Kyung threw her pistol to the floor. She could smell it now—a kind of musk that somehow seemed right for Koryo, and she scooted closer, curious. Kyung finally managed to pull the gauntlet from its locking ring and gently lowered her hand to the thing’s back, the coarseness of its hair surprising her. But there was something else. Kyung pushed her palm against its abdomen and felt the animal’s skin shift in reaction, and when she pulled away, she saw an exact duplicate of her hand as it reached out. Kyung screamed again, regaining control when the hand went limp. Dead.
She pulled herself over to the Chinese soldier, rolled him over, and snapped the man’s fuel cell from its socket, then grabbed his carbine. Kyung hadn’t seen it at first. The weapon was like her pistol, only much bigger, with a shoulder-mounted hopper that fed fléchettes through a flexi-belt so that a complete load provided ten thousand shots, and his hopper looked almost full. An hour later, she finished rigging the Chinese battery.
“Hello, Miss Kyung,” the computer said, “I’m happy to see you alive.”
“Shut up and get me out of here. The Chinese guy had a Maxwell carbine. Can I mount their hoppers to this suit?”
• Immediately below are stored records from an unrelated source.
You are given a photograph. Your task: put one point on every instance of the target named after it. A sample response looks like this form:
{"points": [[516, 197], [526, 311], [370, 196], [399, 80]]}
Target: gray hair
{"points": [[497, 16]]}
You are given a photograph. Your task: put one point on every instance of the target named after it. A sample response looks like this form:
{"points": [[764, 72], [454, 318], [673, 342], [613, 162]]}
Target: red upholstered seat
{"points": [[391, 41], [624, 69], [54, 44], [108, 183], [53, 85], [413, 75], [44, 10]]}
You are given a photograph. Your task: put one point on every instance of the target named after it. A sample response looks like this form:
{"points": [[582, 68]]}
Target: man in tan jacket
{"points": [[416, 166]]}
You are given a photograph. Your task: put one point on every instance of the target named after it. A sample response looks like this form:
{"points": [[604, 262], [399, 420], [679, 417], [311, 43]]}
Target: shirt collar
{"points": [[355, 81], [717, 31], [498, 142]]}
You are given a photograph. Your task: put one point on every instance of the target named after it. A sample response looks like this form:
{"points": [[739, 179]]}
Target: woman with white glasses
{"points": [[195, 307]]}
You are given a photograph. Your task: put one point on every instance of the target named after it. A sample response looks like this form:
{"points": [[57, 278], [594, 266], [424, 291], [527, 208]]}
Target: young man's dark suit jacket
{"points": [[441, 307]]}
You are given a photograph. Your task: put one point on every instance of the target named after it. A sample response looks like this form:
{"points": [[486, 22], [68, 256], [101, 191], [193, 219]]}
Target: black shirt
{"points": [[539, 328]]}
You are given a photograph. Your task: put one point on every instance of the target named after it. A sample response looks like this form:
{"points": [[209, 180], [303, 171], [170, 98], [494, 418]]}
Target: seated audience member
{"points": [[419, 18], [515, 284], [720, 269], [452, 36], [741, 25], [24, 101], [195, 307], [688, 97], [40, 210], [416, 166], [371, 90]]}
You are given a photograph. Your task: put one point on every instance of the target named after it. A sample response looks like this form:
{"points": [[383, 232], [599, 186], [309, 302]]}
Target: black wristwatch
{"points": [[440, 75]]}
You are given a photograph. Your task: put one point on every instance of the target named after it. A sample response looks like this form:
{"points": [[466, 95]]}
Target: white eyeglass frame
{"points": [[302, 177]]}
“Affirmative,” it answered. “The suit was designed to handle all foreign offensive systems, including Chinese ones, in case its occupant was forced to use captured weaponry. You can even get a heads-up interface via the carbine’s camera sight. But you should know all this, Miss Kyung; you designed me.”
Kyung struggled to contain her anger. “I’m not talking about that!” she shouted. “I’m talking about the damage from my fall; were the shoulder mounts or targeting electronics damaged?”
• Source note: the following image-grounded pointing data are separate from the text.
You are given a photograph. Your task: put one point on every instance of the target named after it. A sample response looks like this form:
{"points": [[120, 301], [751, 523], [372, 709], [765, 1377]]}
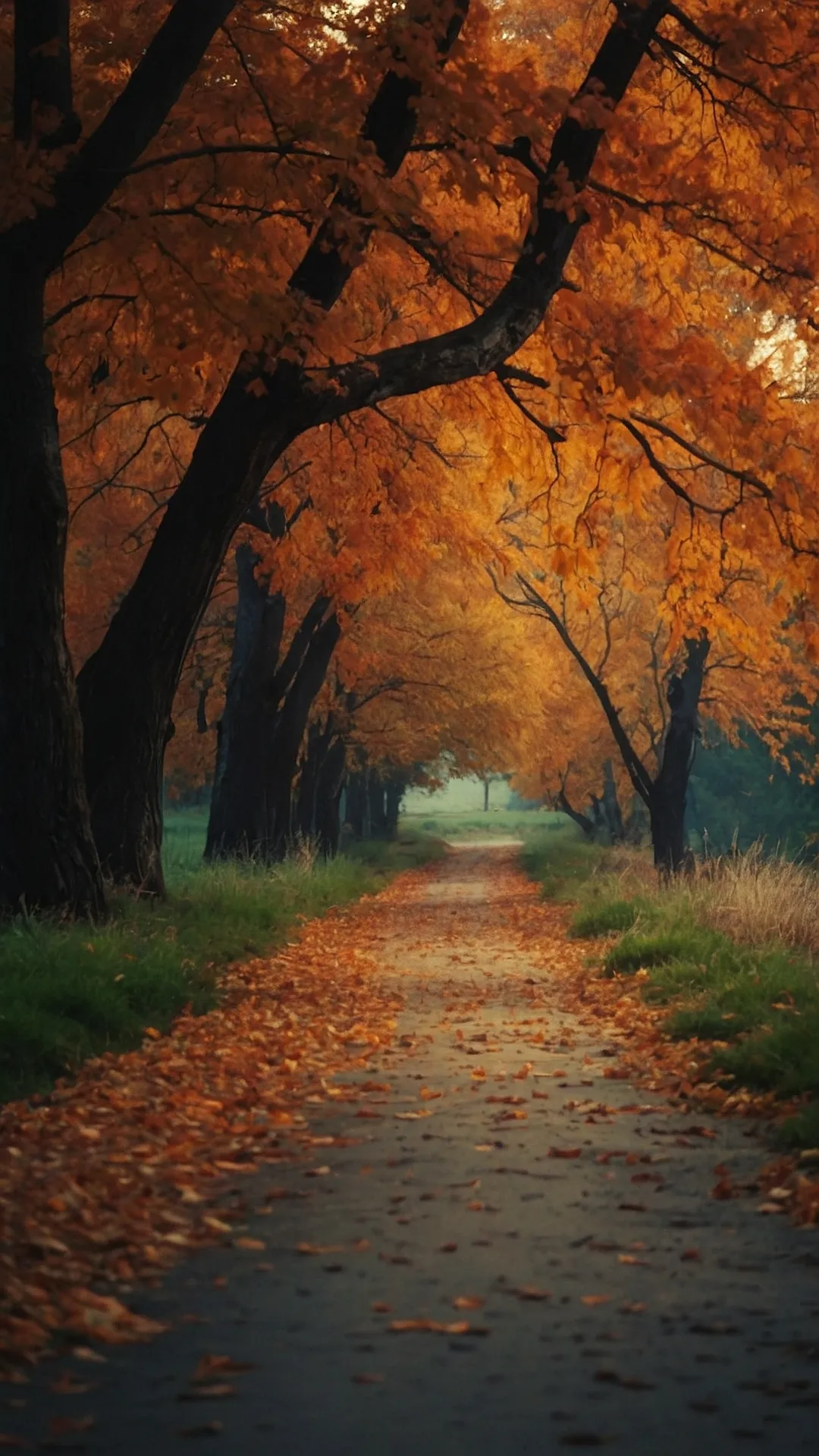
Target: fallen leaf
{"points": [[210, 1365], [216, 1391], [435, 1327], [67, 1383], [71, 1424]]}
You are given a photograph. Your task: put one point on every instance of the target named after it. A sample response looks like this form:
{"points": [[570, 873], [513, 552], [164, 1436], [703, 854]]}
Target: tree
{"points": [[47, 855], [654, 645], [267, 403]]}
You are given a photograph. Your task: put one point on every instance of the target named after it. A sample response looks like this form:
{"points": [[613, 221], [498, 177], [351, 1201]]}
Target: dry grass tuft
{"points": [[758, 899]]}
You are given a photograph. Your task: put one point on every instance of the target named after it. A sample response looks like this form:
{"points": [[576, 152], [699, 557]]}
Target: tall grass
{"points": [[732, 951], [757, 899]]}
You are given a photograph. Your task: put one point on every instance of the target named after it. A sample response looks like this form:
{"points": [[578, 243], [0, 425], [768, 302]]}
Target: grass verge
{"points": [[729, 952], [71, 992]]}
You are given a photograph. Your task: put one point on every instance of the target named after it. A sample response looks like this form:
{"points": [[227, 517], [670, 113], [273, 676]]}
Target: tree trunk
{"points": [[237, 824], [670, 788], [127, 686], [324, 785], [610, 805], [395, 789], [582, 820], [47, 854], [321, 780], [356, 805], [283, 752], [376, 804]]}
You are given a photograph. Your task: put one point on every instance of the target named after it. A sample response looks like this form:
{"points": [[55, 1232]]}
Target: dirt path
{"points": [[672, 1323]]}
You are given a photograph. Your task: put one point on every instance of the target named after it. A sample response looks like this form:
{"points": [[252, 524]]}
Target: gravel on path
{"points": [[526, 1263]]}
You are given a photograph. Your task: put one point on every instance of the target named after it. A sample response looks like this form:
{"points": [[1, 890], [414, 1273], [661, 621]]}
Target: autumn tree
{"points": [[268, 400], [466, 191], [662, 619]]}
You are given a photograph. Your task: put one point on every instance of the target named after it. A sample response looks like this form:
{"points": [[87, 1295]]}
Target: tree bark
{"points": [[356, 801], [376, 800], [667, 804], [610, 805], [395, 788], [237, 823], [582, 820], [127, 688], [319, 788], [283, 755], [47, 854]]}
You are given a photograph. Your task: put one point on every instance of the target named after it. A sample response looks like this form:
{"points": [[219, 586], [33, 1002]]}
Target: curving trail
{"points": [[504, 1248]]}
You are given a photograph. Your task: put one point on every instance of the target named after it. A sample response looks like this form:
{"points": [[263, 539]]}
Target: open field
{"points": [[528, 824], [74, 990]]}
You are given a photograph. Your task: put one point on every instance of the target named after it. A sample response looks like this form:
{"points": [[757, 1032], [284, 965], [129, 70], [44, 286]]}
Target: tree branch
{"points": [[127, 128]]}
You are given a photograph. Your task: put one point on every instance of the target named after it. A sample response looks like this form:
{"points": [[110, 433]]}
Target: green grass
{"points": [[563, 861], [608, 916], [71, 992], [760, 1001], [509, 823]]}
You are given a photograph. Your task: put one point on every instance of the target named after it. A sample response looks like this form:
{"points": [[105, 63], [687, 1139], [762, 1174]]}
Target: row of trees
{"points": [[382, 299]]}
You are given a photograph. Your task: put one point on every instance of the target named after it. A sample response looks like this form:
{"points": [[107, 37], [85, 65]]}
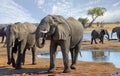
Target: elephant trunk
{"points": [[111, 34], [108, 36], [9, 50], [40, 42]]}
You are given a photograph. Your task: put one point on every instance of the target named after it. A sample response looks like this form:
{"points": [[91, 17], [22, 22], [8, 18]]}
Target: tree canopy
{"points": [[95, 13]]}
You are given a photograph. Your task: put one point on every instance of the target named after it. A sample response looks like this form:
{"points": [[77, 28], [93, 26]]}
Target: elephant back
{"points": [[23, 27]]}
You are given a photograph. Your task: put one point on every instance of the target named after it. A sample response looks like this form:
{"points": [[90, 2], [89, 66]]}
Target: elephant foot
{"points": [[34, 63], [8, 62], [73, 67], [51, 70], [66, 70], [18, 67]]}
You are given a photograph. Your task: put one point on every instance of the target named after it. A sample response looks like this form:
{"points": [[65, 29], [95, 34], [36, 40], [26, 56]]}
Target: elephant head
{"points": [[50, 26], [106, 33], [115, 29], [17, 31]]}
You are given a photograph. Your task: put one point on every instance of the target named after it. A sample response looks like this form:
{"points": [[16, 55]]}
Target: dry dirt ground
{"points": [[83, 68]]}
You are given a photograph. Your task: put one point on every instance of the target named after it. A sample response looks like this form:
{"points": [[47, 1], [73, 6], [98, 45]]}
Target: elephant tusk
{"points": [[44, 31]]}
“Oh.” A second later it answered, “No, Miss Kyung. All offensive systems operational. As an aside, the capture of a Maxwell carbine increased your chance of survival by a small but significant percentage. Well done.”
“Shut up. Walk me through this.” A moment later, the computer had helped Kyung mount the hopper, and a red targeting reticle appeared on her faceplate.
“Listen to me,” said Kyung. “This thing, whatever I just killed. The little rat creatures I saw when we first entered, the ones I killed near the bones, they looked like their young. Maybe there were baby dog-things. Were Project Sunshine creatures designed to reproduce?” Did Samsung actually hire bioengineers that stupid? she wondered. And why do this in the first place; the government of the UK had signed the treaty for Christ’s sake, and above all, why cooperate with a North Korean government in exile—one that only knew how to lie and steal?
“Miss Kyung, I advise you to prepare for combat while I look for that data.”
Kyung’s stomach turned. She heard a howl from one side of the chamber answered a few seconds later from somewhere behind her. “I’m ready,” she said. “Where are they?”
“Two moving in circles around you, Miss. And no, it doesn’t look like they were intended to have offspring. The creatures were all male—sterile males at that. But with human speech skills and intelligence. This was a highly ambitious project, Miss, and fast-tracked, but it looks like they had that aspect of safety in hand since there was no way for them to reproduce.”